The complaint was filed Friday in federal court by the Thomas More Society, a Chicago-based law firm, on behalf of eight workers. Under the lab's policy, those with religious exemptions have to use vacation time or go without pay until they are allowed to return to work, and it's up to lab management to determine when it’s safe for them to return.
“This is discrimination, pure and simple,” special counsel Tyler Brooks said Tuesday in a statement. “Los Alamos claims to have offered exemptions for those who have sincere religious reasons for not taking a mandatory COVID vaccine, but their one-size-fits-all so-called ‘accommodation’ is flagrantly illegal.
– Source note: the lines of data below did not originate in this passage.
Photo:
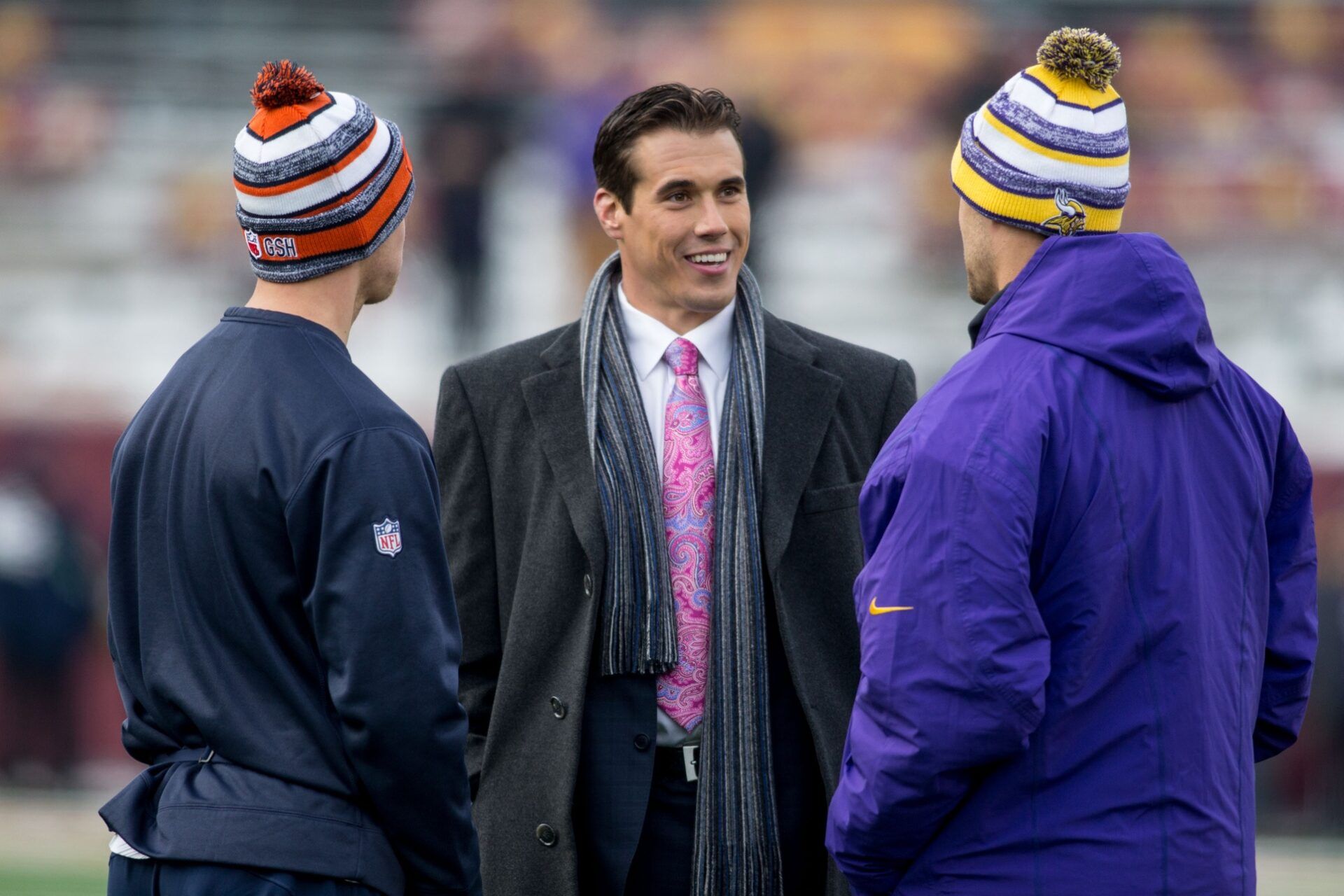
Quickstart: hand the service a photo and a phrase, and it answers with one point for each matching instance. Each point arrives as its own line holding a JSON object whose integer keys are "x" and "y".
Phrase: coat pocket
{"x": 832, "y": 498}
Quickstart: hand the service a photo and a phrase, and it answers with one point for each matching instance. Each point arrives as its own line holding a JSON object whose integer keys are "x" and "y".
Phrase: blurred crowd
{"x": 1237, "y": 117}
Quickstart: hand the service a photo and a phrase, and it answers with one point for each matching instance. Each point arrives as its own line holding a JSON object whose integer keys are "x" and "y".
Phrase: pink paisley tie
{"x": 689, "y": 520}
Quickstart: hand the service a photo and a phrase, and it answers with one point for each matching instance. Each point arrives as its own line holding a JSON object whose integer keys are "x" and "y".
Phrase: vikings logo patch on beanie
{"x": 321, "y": 182}
{"x": 1050, "y": 150}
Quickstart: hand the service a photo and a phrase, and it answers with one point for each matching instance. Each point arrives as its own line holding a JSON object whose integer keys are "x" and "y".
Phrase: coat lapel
{"x": 799, "y": 405}
{"x": 555, "y": 402}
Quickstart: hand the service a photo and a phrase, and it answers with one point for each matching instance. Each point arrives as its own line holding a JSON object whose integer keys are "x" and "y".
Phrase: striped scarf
{"x": 737, "y": 844}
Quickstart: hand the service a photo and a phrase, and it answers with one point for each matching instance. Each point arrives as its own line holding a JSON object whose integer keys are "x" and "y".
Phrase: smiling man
{"x": 651, "y": 519}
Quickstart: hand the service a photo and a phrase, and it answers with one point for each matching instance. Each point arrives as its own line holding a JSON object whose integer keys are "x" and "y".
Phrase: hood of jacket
{"x": 1126, "y": 301}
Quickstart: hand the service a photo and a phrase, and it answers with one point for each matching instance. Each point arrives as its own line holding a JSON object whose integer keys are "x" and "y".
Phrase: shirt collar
{"x": 647, "y": 337}
{"x": 979, "y": 320}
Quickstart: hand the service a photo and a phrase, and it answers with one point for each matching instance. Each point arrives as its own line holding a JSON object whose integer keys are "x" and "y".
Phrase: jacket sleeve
{"x": 468, "y": 527}
{"x": 953, "y": 682}
{"x": 1291, "y": 634}
{"x": 386, "y": 631}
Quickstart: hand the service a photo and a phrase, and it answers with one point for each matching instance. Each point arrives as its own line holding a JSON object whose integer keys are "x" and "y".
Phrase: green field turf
{"x": 49, "y": 881}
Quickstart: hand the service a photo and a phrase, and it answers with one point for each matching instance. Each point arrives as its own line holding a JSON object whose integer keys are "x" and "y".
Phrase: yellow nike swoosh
{"x": 875, "y": 610}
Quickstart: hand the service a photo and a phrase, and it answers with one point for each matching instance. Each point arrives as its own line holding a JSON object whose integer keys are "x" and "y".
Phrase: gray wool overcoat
{"x": 527, "y": 551}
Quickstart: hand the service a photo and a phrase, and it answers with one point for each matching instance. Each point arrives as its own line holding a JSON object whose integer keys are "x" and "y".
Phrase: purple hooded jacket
{"x": 1089, "y": 602}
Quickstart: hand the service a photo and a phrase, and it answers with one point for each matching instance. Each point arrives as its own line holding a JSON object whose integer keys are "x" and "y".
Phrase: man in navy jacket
{"x": 280, "y": 610}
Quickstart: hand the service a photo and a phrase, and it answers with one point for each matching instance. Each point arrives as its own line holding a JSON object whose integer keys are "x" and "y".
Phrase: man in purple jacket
{"x": 1089, "y": 602}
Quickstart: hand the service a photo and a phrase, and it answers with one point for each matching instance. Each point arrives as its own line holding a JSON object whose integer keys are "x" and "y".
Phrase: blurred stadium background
{"x": 118, "y": 248}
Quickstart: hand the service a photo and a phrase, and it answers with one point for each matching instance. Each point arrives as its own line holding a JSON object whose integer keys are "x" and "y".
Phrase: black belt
{"x": 683, "y": 762}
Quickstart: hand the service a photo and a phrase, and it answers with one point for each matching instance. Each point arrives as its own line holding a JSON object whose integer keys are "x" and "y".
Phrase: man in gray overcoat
{"x": 651, "y": 523}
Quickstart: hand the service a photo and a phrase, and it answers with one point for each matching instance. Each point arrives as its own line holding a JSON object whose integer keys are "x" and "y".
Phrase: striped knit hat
{"x": 1050, "y": 150}
{"x": 320, "y": 179}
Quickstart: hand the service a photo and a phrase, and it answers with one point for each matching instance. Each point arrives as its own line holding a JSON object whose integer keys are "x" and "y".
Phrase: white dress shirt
{"x": 647, "y": 339}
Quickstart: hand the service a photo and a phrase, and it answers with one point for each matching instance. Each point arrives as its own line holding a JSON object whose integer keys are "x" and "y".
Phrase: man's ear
{"x": 610, "y": 214}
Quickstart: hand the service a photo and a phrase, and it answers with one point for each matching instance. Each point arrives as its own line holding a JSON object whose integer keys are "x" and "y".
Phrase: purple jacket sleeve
{"x": 955, "y": 654}
{"x": 1291, "y": 636}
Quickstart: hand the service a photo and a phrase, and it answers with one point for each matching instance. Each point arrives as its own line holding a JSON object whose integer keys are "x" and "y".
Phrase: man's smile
{"x": 711, "y": 264}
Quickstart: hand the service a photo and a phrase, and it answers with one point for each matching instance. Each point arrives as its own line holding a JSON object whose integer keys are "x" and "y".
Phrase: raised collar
{"x": 647, "y": 337}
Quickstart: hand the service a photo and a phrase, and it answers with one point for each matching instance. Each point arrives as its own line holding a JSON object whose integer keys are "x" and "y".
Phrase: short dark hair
{"x": 676, "y": 106}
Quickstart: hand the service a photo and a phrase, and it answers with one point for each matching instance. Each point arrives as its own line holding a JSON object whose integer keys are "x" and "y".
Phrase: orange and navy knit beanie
{"x": 1050, "y": 150}
{"x": 320, "y": 179}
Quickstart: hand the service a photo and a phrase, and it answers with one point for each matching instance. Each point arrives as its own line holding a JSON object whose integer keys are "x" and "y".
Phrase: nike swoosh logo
{"x": 875, "y": 610}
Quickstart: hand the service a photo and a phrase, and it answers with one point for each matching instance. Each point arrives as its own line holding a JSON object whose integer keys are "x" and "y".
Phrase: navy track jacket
{"x": 279, "y": 594}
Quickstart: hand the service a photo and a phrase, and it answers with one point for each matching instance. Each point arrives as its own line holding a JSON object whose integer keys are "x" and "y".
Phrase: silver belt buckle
{"x": 691, "y": 758}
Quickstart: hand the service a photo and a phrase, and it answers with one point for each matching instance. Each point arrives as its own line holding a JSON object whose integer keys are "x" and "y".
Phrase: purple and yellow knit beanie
{"x": 1050, "y": 150}
{"x": 320, "y": 179}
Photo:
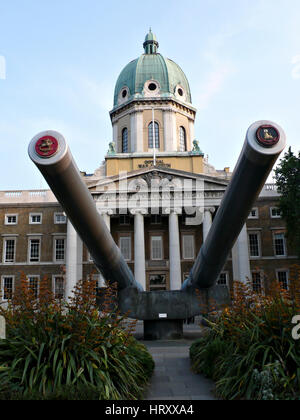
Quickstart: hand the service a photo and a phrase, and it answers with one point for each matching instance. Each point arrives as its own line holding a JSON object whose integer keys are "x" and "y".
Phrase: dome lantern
{"x": 150, "y": 45}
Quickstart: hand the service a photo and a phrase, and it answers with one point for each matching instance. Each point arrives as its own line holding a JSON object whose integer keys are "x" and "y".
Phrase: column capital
{"x": 209, "y": 209}
{"x": 103, "y": 212}
{"x": 143, "y": 212}
{"x": 175, "y": 210}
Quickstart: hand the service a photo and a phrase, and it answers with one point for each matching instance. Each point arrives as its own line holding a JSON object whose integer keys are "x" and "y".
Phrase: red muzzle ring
{"x": 267, "y": 135}
{"x": 46, "y": 146}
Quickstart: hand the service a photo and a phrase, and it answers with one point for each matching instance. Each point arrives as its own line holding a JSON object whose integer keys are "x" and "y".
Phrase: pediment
{"x": 147, "y": 176}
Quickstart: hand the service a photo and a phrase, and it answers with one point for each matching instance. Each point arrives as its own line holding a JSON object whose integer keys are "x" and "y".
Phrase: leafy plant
{"x": 249, "y": 350}
{"x": 60, "y": 350}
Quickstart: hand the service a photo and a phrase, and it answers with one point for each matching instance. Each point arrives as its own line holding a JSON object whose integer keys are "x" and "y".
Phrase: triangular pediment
{"x": 146, "y": 176}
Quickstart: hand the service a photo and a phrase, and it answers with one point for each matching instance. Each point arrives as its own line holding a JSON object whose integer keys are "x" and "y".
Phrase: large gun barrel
{"x": 264, "y": 143}
{"x": 50, "y": 153}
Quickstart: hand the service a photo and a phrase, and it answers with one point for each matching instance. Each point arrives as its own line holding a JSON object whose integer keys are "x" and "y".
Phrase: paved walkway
{"x": 173, "y": 378}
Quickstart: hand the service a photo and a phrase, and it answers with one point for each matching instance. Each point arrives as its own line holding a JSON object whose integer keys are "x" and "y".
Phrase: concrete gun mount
{"x": 163, "y": 313}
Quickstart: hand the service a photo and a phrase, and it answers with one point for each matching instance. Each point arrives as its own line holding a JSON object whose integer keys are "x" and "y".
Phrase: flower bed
{"x": 249, "y": 350}
{"x": 55, "y": 350}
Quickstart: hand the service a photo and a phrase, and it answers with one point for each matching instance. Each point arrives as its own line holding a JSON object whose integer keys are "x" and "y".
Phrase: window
{"x": 125, "y": 247}
{"x": 34, "y": 250}
{"x": 283, "y": 278}
{"x": 124, "y": 220}
{"x": 182, "y": 139}
{"x": 254, "y": 248}
{"x": 279, "y": 245}
{"x": 11, "y": 219}
{"x": 125, "y": 140}
{"x": 7, "y": 287}
{"x": 223, "y": 279}
{"x": 60, "y": 218}
{"x": 34, "y": 283}
{"x": 188, "y": 247}
{"x": 58, "y": 287}
{"x": 9, "y": 250}
{"x": 155, "y": 219}
{"x": 156, "y": 248}
{"x": 35, "y": 218}
{"x": 59, "y": 249}
{"x": 275, "y": 213}
{"x": 253, "y": 213}
{"x": 150, "y": 135}
{"x": 257, "y": 281}
{"x": 157, "y": 282}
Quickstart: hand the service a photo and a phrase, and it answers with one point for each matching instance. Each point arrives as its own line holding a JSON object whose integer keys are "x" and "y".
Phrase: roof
{"x": 152, "y": 66}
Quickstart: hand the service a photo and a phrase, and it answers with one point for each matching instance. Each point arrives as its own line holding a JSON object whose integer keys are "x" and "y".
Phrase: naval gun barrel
{"x": 51, "y": 154}
{"x": 264, "y": 142}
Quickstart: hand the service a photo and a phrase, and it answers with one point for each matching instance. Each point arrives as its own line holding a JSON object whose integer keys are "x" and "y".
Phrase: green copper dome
{"x": 151, "y": 76}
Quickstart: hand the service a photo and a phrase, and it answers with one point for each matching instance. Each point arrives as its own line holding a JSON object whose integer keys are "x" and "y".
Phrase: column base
{"x": 163, "y": 330}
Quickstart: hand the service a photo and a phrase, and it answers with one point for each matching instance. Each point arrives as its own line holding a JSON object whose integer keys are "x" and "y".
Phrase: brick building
{"x": 153, "y": 142}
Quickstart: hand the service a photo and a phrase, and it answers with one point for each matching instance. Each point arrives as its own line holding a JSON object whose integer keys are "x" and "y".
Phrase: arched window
{"x": 150, "y": 135}
{"x": 125, "y": 140}
{"x": 182, "y": 139}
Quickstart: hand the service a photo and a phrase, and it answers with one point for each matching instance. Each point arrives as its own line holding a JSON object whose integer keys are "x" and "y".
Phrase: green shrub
{"x": 249, "y": 350}
{"x": 56, "y": 350}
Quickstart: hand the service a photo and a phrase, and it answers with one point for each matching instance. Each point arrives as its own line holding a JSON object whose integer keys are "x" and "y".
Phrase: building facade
{"x": 156, "y": 192}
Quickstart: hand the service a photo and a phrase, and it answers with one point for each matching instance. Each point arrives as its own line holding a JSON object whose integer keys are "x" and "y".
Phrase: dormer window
{"x": 182, "y": 139}
{"x": 150, "y": 136}
{"x": 125, "y": 140}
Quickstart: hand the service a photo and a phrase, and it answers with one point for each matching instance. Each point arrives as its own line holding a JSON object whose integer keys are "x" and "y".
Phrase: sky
{"x": 60, "y": 60}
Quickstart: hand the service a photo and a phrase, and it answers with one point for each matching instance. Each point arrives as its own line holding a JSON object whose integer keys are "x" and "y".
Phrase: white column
{"x": 139, "y": 247}
{"x": 115, "y": 136}
{"x": 2, "y": 328}
{"x": 106, "y": 214}
{"x": 207, "y": 221}
{"x": 174, "y": 249}
{"x": 240, "y": 258}
{"x": 73, "y": 260}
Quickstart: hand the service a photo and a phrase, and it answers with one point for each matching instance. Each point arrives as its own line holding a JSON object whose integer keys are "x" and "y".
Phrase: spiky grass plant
{"x": 60, "y": 350}
{"x": 249, "y": 349}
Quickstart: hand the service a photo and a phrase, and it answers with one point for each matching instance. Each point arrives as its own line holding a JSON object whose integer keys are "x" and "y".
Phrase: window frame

Accommodation by termination has never been a lawful option.”
The lab said Tuesday in a statement that its most important asset is its workforce and that vaccination is the best tool it has to prevent the spread of COVID-19 at the lab, where nearly 99% of workers are vaccinated. However, the lab did not address questions about what protections it might offer its workforce given that state health officials repeatedly have warned that vaccinated people can still become infected and spread the virus.